Les auteurs utilisent une méthodologie économétrique récente pour déterminer comment aurait évolué le revenu réel par habitant de plusieurs pays[1] de la zone euro, de 1996 à 2007, s’ils avaient gardé leur monnaie nationale. Ils comparent ensuite cette trajectoire simulée du revenu réel à celle qui a été réellement observée. La période de l’euro commence en 1996, plutôt que 1999, parce que les exigences de la monnaie unique ont affecté les politiques menées par les pays concernés, et donc leurs performances macroéconomiques, bien avant son lancement effectif.

La méthodologie utilisée est la «méthode de contrôle synthétique ». Pour chaque pays concerné de la zone euro, les auteurs estiment d’abord les coefficients d’une relation statistique qui approxime au mieux son revenu réel par habitant, de 1970 à 1995, en fonction de ceux de plusieurs pays de contrôle situés hors de la zone euro. Ces pays de contrôle sont choisis de manière à partager des caractéristiques proches du pays concerné, du point de vue des déterminants de la croissance : taux d’inflation, part de l’industrie dans la valeur ajoutée, part de l’investissement dans le PIB, niveau d’éducation et degré d’ouverture au commerce international.

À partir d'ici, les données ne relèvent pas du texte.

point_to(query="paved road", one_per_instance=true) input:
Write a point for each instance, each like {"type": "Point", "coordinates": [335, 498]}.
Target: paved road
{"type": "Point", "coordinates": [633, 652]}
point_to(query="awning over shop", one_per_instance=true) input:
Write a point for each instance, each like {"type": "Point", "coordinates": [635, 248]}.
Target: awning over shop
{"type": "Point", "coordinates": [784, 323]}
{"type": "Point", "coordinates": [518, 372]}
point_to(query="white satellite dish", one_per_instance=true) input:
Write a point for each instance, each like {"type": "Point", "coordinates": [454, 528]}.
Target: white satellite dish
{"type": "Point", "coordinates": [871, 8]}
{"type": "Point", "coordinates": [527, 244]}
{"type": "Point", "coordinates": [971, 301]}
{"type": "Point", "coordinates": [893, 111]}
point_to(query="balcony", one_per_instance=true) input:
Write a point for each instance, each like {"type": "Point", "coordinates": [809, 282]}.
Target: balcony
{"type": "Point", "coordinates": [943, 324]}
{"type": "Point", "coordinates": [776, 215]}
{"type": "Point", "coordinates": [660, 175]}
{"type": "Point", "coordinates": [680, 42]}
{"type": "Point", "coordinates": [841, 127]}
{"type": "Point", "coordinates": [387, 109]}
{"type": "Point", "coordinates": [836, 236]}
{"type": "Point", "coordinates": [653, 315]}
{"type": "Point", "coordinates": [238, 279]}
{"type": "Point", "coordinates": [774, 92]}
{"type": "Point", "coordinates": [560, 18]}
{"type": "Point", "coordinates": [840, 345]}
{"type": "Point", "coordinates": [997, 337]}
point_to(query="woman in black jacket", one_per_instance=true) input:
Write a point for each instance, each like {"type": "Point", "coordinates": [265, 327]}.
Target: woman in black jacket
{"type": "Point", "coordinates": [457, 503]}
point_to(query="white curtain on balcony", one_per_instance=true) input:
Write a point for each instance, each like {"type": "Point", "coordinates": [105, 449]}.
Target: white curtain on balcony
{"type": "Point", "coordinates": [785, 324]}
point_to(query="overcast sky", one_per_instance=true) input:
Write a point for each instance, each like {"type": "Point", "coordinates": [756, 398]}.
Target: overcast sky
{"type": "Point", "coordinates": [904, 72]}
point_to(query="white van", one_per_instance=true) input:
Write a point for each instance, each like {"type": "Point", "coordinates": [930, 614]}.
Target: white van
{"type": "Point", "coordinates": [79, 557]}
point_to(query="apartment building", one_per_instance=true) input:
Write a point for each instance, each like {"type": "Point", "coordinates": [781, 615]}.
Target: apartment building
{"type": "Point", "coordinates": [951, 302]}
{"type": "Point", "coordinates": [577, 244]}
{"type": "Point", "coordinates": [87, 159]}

Ensuite, en fonction des revenus réels par habitants observés pour les pays de contrôle de 1996 à 2007, ces relations  statistiques estimées permettent de calculer ce qu’aurait été l’évolution du revenu réel par habitant des pays de la zone euro durant cette période, s’ils n’avaient pas rejoint la monnaie unique. On compare ces valeurs simulées des revenus réels par habitant avec leurs valeurs réellement observées.

Si les valeurs simulées sont significativement supérieures aux valeurs observées, c’est que l’euro a eu pour conséquence de réduire le revenu réel par rapport à ce qu’il aurait été en gardant les monnaies nationales. C’est exactement ce qu’on obtient comme résultat pour la France, l’Allemagne, l’Italie et la Belgique.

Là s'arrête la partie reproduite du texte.